I have discovered that the stories I read are far more important to me than the characters that carry them. Probably, this is born out of the knowledge that they are a creation of the author’s mind and he couldn’t care less if the character is called Marlene or Angel. So I think that’s why I don’t store up lotsa names from the fiction I’ve read.

But I love characters. I love the baddies too. Sometimes, I love the bad guys more than I do the saints coz they get to say all the cool lines and all. I sometimes think Harry Callahan in Dirty Harry was given all the lines that the bad guys should have been saying but again, that film was done in 1971. Backs then, the bad guys were written as dumb. The hero would come around and work hard at looking cool, as though looking cool was the most important thing. Clint Eastwood’s “Come on, make my day” was supposed to be some evil genius’ line. Well. The horse has already bolted…

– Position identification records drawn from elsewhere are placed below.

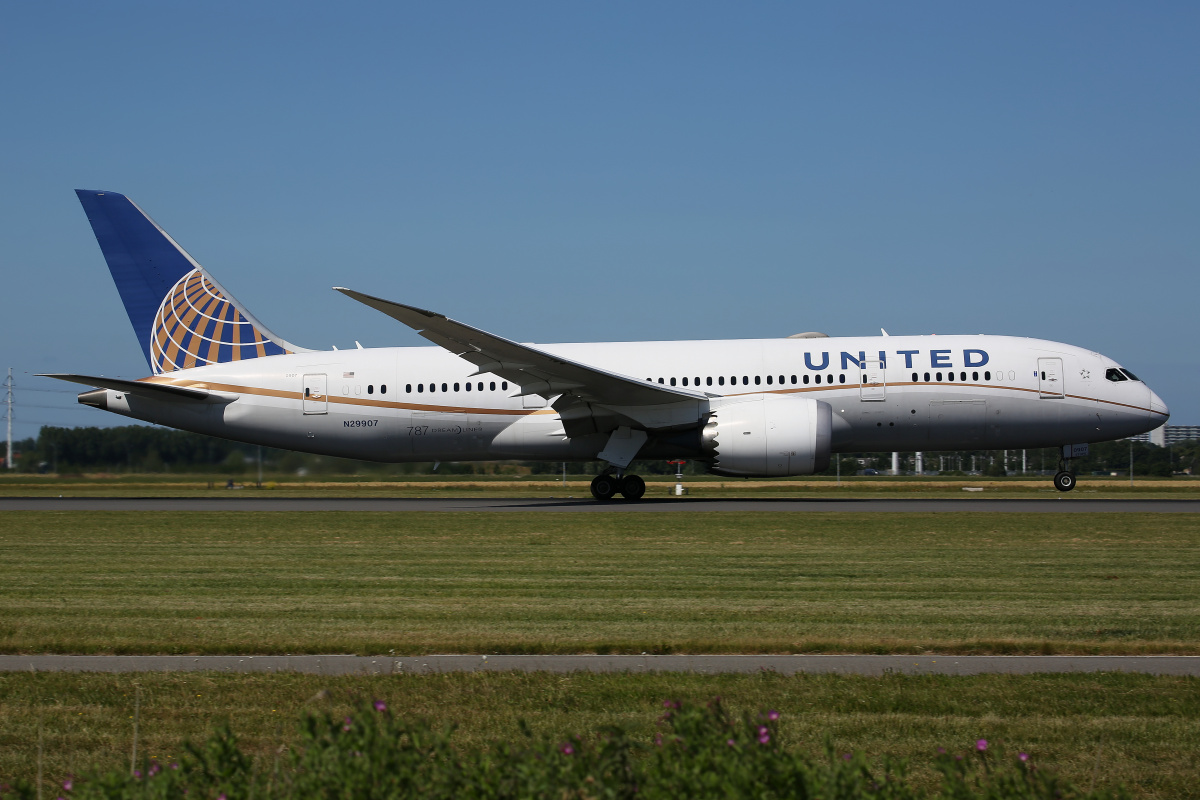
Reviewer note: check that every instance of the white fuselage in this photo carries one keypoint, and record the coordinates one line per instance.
(888, 394)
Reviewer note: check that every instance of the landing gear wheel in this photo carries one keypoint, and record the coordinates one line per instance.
(633, 487)
(604, 487)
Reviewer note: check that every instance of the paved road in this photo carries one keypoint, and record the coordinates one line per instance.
(1053, 504)
(341, 665)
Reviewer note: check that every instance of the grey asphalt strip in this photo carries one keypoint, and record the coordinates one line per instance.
(1055, 504)
(708, 665)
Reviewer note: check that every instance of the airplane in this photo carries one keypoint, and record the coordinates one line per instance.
(748, 408)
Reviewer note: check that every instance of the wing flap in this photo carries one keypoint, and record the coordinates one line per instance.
(535, 371)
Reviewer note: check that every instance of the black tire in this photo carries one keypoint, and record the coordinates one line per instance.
(604, 487)
(1065, 481)
(633, 487)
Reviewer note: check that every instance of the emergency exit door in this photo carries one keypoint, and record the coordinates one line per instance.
(1050, 378)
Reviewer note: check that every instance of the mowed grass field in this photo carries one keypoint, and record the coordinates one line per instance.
(546, 486)
(1101, 731)
(514, 582)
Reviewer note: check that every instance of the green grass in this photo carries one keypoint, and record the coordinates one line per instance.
(543, 486)
(514, 582)
(1139, 731)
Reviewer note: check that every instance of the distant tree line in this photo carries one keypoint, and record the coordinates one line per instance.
(143, 449)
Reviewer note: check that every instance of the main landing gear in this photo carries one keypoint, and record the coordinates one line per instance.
(606, 487)
(1065, 479)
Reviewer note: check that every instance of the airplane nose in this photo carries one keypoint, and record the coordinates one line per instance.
(1158, 409)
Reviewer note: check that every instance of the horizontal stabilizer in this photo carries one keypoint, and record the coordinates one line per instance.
(144, 389)
(535, 371)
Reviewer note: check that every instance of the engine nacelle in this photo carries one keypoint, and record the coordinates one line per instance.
(768, 435)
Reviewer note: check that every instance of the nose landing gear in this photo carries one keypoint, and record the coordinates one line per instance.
(605, 487)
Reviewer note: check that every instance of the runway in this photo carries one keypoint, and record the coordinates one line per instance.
(711, 665)
(1054, 504)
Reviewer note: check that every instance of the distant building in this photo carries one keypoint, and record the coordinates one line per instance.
(1169, 434)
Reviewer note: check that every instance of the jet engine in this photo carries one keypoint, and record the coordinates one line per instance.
(768, 435)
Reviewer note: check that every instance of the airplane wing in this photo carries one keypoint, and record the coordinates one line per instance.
(157, 391)
(535, 371)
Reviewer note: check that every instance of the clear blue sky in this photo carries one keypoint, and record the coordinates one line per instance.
(574, 172)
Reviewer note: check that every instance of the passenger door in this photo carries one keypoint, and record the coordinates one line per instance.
(316, 401)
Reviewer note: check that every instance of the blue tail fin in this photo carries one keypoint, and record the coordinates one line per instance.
(181, 316)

Some of my best bad guys ever are Denzel Washington’s Detective Alonzo Harris in Training Day, Spacey’s Roger “Verbal” Kint in The Usual Suspects, Robert Patrick’s T-1000 in Terminator 2: Judgment Day (God, I went around school with my books marked T-1000) and Linda Blair as Satan in The Exorcist. This was the first movie to really scare the living out of me. I had seen Thriller as a kid and thought it was scary. When I was in P6, I sneaked in and watched part of The Exorcist; it put me off horrors forever. But I could not forget the way that chick did her thing.

I liked Nuclear Man in Superman IV: Quest for Peace for his strength and for making it clear to me that the man of steel could get his backside whipped. Incidentally, it was Gene Hackman who did his voice. That voice full of disdain for everything that was not as perfect like him. Jim Carrey in The Mask is really a freak. That dude needs help. Yesterday. No wonder he is always smiling like a fool. No one smiles like that and claims he’s fine up there.